How can I participate in the National Discussion?

The National Discussion is open to everyone. It’s easy to submit and rank ideas. To learn more, please read our tutorial on using this site.

How will my participation in the National Discussion make a difference?

The National Discussion will produce concrete, actionable suggestions for government leaders. A panel of Fellows from the National Academy of Public Administration will distill the results of this dialogue into a report that captures “citizen-centric” recommendations. The report will be presented to the transition team for the new Administration, as well as OMB, the United States General Services Administration, the Federal CIO Council, and other relevant Federal agencies.
Who is hosting the National Discussion?

The National Discussion on Health Information Technology and Privacy is being hosted by the National Academy of Public Administration, in partnership with AmericaSpeaks and Delib. Established in 1967 and chartered by Congress, the National Academy is a non-profit, non-partisan coalition of top public management and organizational leaders who tackle the nation’s most critical and complex challenges. As the home of The Collaboration Project, the National Academy is uniquely positioned to host this discussion. We are proud to be working in partnership with AmericaSpeaks and Delib, non-partisan experts in online and face-to-face citizen engagement and public deliberation.
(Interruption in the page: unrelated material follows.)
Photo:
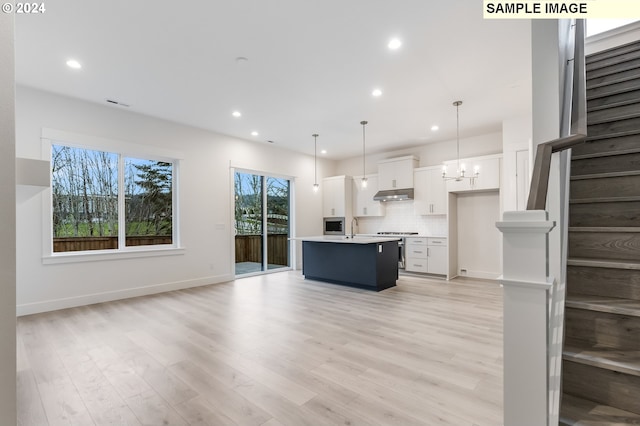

You can also get more information here and here. [PDFs]

There are all sorts of ways that this kind of idea can be used. For example, why can’t an agency put its regulations out in this form — let people offer their comments by writing how they think the regulations should be. (To be honest, I don’t really get Regulations.gov e-government initiative. In the end, all it does is put regulations online — and not in a particularly usable form. More on this later.) Agencies could do the same thing with an internal policy — tap into the knowledge in your agency. Or use it on HR policies — what a way to get buy-in.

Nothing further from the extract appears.